Of course, I'm a librarian, so maybe my reaction to this opinion piece just shows that it's a good thing I'm not a literature teacher, but I completely disagree with Nazaryan. I mean, I hardly know where to start.
I also don't know much about what the National Ambassador for Young People's Literature is supposed to do exactly, but the title suggests to me that they are supposed to promote young people's literature. And Homer is not young's people's literature.
Also, you can't read Homer all day long. I want my students to become readers, which means to me that reading will be part of their lives in many ways. I want them to read for pleasure as well as enlightenment, and I want them to be able to read the millions of forms and news stories and emails that will fill their lives. And I don't think you have to put down one kind of reading in order to promote another.
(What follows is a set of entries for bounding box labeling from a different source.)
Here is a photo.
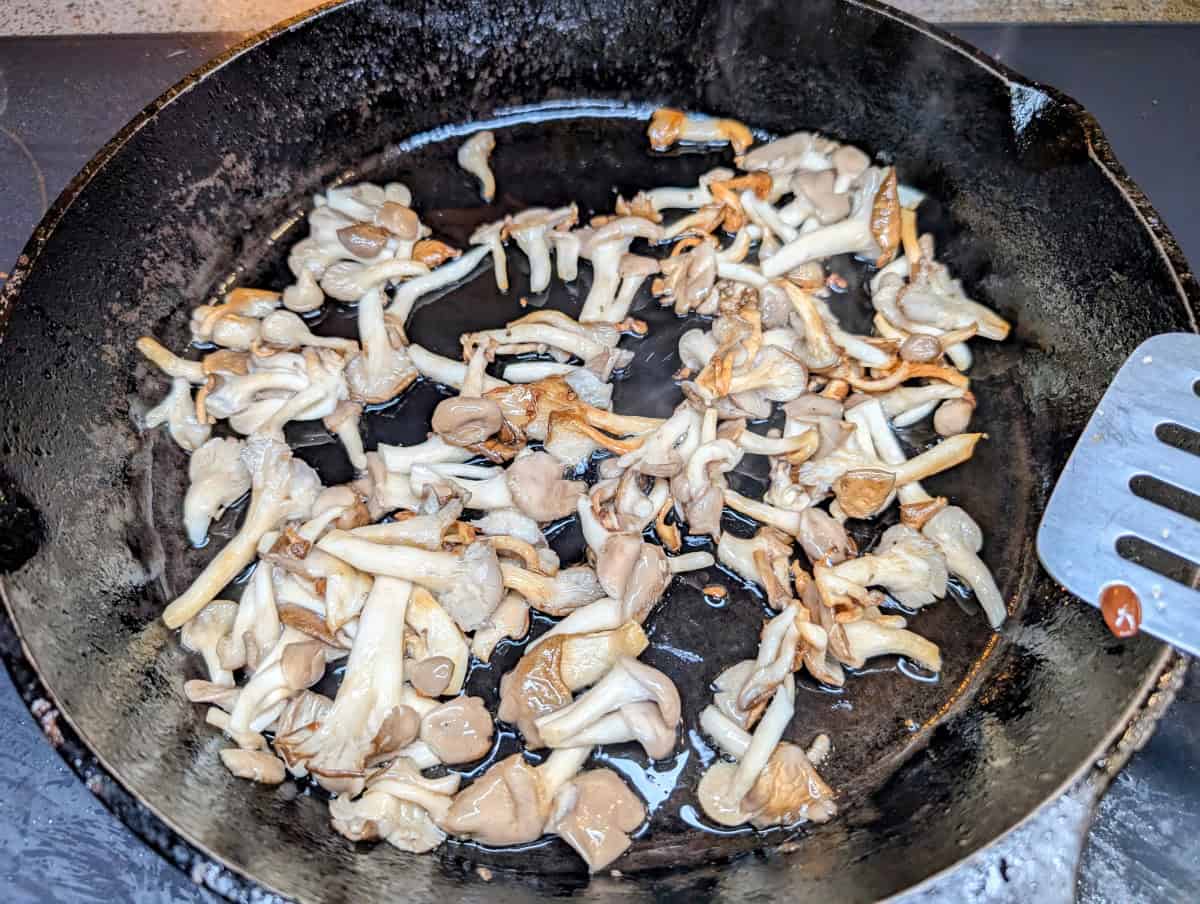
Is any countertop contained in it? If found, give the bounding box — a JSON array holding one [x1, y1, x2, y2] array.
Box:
[[0, 17, 1200, 904]]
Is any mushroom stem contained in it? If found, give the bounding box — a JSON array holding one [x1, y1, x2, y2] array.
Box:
[[388, 245, 492, 338], [725, 675, 796, 808]]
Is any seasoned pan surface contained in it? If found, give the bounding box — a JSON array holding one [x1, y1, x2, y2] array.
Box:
[[0, 2, 1196, 900]]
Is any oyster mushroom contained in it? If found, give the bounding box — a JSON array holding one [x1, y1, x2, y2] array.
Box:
[[388, 245, 492, 337], [259, 311, 359, 354], [470, 593, 529, 663], [534, 655, 682, 747], [508, 204, 578, 294], [276, 577, 413, 795], [184, 438, 250, 546], [329, 756, 461, 854], [180, 599, 238, 687], [716, 527, 792, 609], [162, 436, 320, 628], [406, 587, 470, 695], [580, 216, 664, 323], [505, 451, 587, 521], [546, 770, 646, 873], [498, 622, 649, 748], [860, 406, 1008, 628], [320, 261, 430, 301], [420, 696, 493, 766], [346, 288, 416, 405], [408, 345, 509, 393], [442, 747, 592, 845], [468, 220, 509, 292], [697, 676, 836, 828], [221, 747, 287, 785], [457, 130, 496, 203], [842, 609, 942, 672], [217, 562, 281, 671], [143, 377, 212, 453], [317, 531, 503, 630], [762, 167, 900, 279], [646, 107, 754, 154]]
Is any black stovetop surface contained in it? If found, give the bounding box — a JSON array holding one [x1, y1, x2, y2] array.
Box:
[[0, 25, 1200, 904]]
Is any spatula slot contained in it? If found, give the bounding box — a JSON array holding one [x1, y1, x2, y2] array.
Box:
[[1129, 474, 1200, 521], [1116, 534, 1200, 588], [1154, 424, 1200, 453]]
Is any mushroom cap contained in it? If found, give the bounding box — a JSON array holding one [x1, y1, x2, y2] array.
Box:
[[548, 770, 646, 873], [180, 599, 238, 653], [420, 696, 493, 765], [408, 655, 454, 698], [696, 760, 751, 826], [505, 453, 587, 521], [442, 753, 550, 845], [430, 396, 504, 447], [438, 543, 504, 631], [742, 741, 838, 828], [221, 747, 287, 785]]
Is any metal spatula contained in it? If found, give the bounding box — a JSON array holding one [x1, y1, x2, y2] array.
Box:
[[1038, 333, 1200, 654]]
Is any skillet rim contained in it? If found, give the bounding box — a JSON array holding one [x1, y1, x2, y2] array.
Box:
[[0, 0, 1200, 899]]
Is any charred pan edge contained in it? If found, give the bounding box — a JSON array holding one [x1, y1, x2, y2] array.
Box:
[[0, 0, 1200, 902]]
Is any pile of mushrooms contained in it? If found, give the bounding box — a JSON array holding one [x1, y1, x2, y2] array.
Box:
[[138, 109, 1008, 870]]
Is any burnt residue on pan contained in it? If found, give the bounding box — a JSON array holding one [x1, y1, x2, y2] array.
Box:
[[0, 0, 1200, 902]]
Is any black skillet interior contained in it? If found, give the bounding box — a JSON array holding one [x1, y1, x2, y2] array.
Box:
[[0, 2, 1195, 900]]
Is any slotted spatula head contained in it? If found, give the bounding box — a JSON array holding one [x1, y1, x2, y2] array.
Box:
[[1038, 333, 1200, 654]]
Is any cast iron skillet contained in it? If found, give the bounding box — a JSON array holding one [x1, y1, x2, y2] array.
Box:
[[0, 0, 1200, 900]]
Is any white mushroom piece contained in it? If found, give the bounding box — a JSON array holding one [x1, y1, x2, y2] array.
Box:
[[546, 770, 646, 873], [388, 243, 492, 336], [408, 345, 508, 388], [276, 577, 419, 795], [142, 377, 212, 453], [440, 747, 592, 846], [457, 130, 496, 203], [184, 438, 250, 546], [317, 531, 503, 631], [697, 676, 838, 828], [460, 218, 509, 292], [534, 655, 682, 747], [191, 288, 280, 352], [508, 204, 580, 294], [320, 261, 430, 303], [162, 436, 320, 628], [646, 107, 754, 154], [404, 587, 470, 698], [419, 696, 494, 766], [762, 167, 900, 279], [346, 287, 416, 405], [259, 311, 359, 355], [217, 562, 282, 671], [498, 622, 649, 748], [223, 628, 330, 749], [864, 398, 1008, 628], [180, 599, 238, 687], [580, 216, 664, 321], [470, 593, 529, 663], [329, 756, 461, 854]]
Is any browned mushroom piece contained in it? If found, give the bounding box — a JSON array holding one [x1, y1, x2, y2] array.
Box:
[[743, 741, 838, 828], [442, 747, 592, 845], [221, 747, 287, 785], [430, 395, 504, 447], [420, 696, 493, 766], [547, 770, 646, 873], [934, 393, 976, 436], [498, 622, 649, 748]]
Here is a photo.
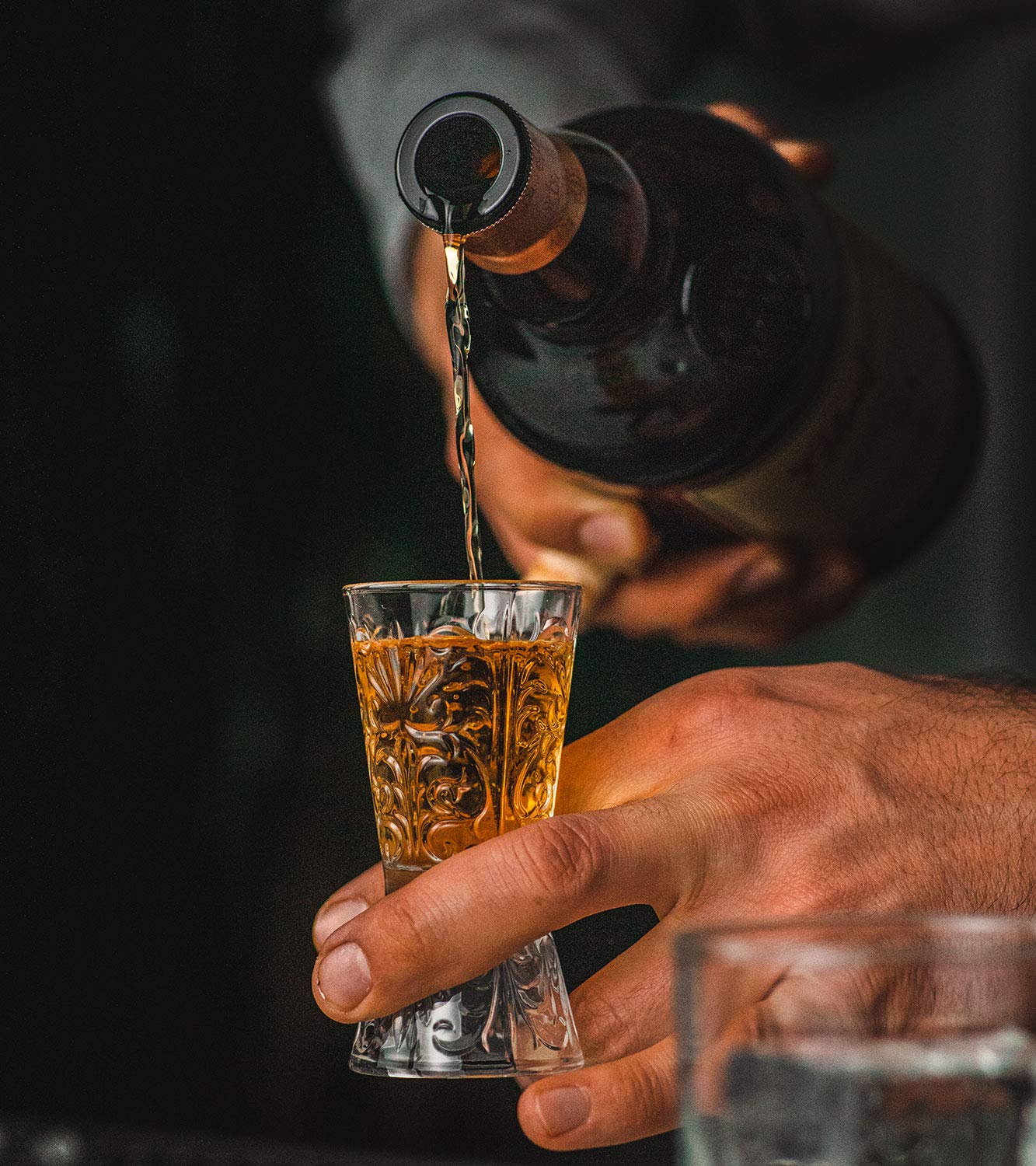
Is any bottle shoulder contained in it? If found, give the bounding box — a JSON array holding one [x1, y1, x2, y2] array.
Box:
[[469, 106, 842, 485]]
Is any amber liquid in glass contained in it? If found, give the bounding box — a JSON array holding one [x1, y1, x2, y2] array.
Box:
[[353, 634, 574, 891]]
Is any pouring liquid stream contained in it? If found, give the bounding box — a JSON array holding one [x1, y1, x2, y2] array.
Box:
[[443, 219, 483, 582]]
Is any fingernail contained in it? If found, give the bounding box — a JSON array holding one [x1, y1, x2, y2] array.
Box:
[[313, 899, 367, 948], [731, 555, 791, 599], [536, 1086, 590, 1138], [316, 944, 371, 1012], [577, 511, 642, 567]]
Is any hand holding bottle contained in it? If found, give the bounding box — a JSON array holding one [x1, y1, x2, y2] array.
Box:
[[413, 105, 863, 646]]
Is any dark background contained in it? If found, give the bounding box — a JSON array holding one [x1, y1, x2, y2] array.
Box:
[[8, 0, 1031, 1161]]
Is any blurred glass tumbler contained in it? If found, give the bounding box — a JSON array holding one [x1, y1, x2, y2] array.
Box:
[[345, 581, 583, 1077], [677, 916, 1036, 1166]]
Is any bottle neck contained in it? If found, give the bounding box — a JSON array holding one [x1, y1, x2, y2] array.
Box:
[[465, 131, 651, 329]]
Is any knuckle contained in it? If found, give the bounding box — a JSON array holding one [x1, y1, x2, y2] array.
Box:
[[516, 813, 607, 899], [677, 669, 773, 734], [572, 991, 630, 1061], [372, 895, 441, 979], [620, 1056, 676, 1130]]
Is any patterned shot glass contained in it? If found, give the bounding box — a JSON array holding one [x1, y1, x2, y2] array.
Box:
[[345, 581, 583, 1077]]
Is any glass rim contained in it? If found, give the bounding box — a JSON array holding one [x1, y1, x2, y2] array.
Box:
[[341, 580, 583, 596], [676, 912, 1036, 970]]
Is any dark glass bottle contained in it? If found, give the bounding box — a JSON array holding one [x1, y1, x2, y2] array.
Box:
[[396, 93, 980, 571]]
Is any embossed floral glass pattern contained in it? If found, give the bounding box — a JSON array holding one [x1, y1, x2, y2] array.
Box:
[[345, 582, 581, 1077]]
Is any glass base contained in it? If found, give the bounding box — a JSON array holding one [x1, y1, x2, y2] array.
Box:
[[348, 935, 583, 1077]]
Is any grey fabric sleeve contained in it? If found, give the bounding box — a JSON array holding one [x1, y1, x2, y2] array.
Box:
[[325, 0, 691, 331]]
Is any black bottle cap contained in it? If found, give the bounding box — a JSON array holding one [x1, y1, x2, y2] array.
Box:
[[396, 93, 530, 235]]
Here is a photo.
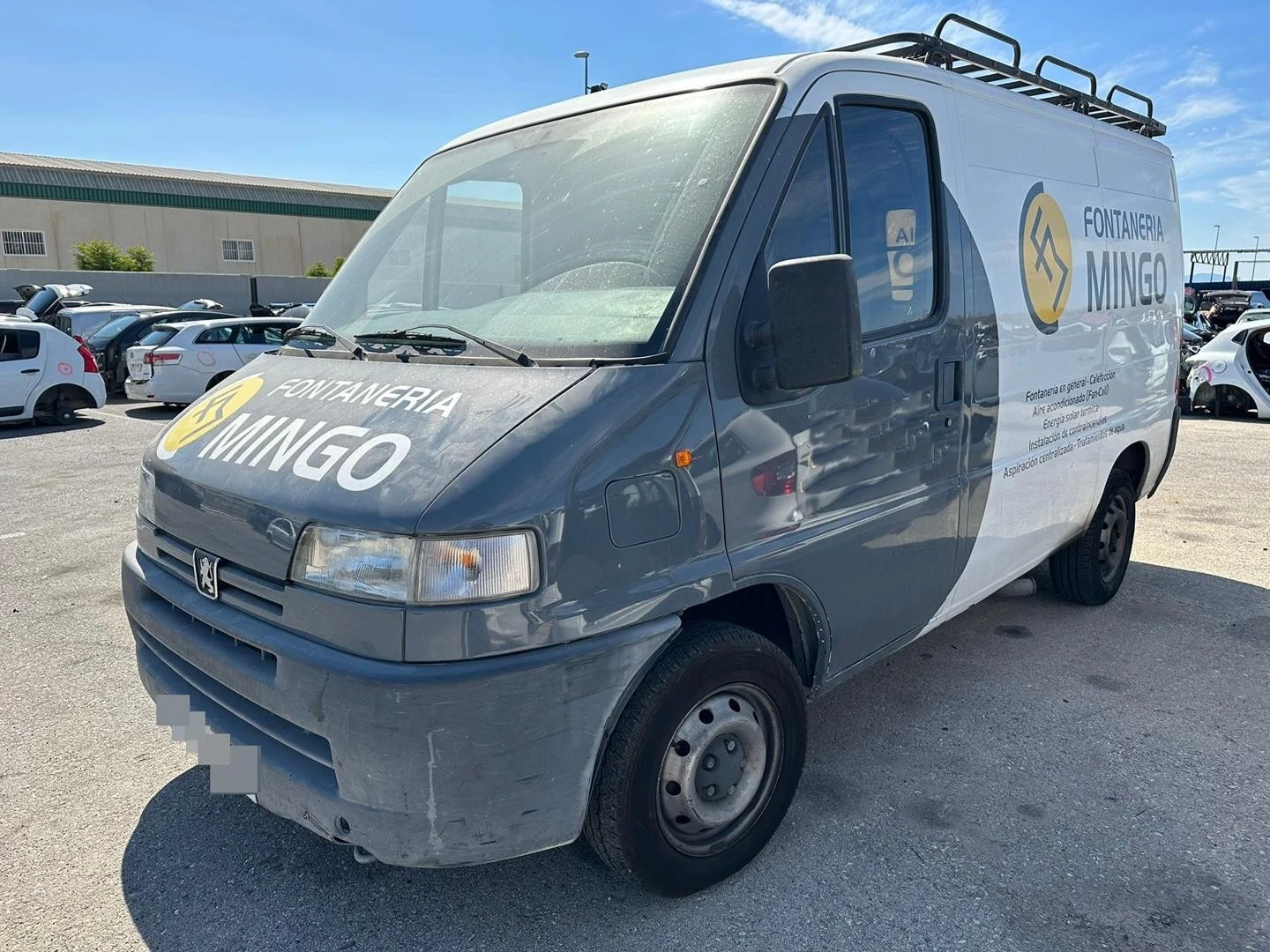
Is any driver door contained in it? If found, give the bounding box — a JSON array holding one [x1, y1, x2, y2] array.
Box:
[[713, 72, 967, 675]]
Finally, I doubt very much that Walter Dean Myer's mission, as ambassador, is to promote his own literature. I expect he will promote reading and literature in general to many children, and I would argue that he will succeed in an area that Nazaryan and I will undoubtedly fail: in convincing minority kids that reading isn't just for white people. Or old men. Or nerds. Or plucky suburban school girls with adorable quirks who like to read books about butter churns and sleigh rides.
Anyway, the article doesn't even offer an intelligent critique of Dean's writing. It's just an excuse for Nazaryan to talk about his own awesomeness. Way to go, dude. Seriously. He got kids to read and relate to the classics. But why put down other kinds of reading and writing? What I dread much more than the thought that kids will stop reading Homer is that they will assume that all the important books in the world were written hundreds of years ago by dead white men.
* Edited to add: I just went over to the article and posted a comment, and Sarah Flowers, the President of YALSA comments, too! Let the jousting begin!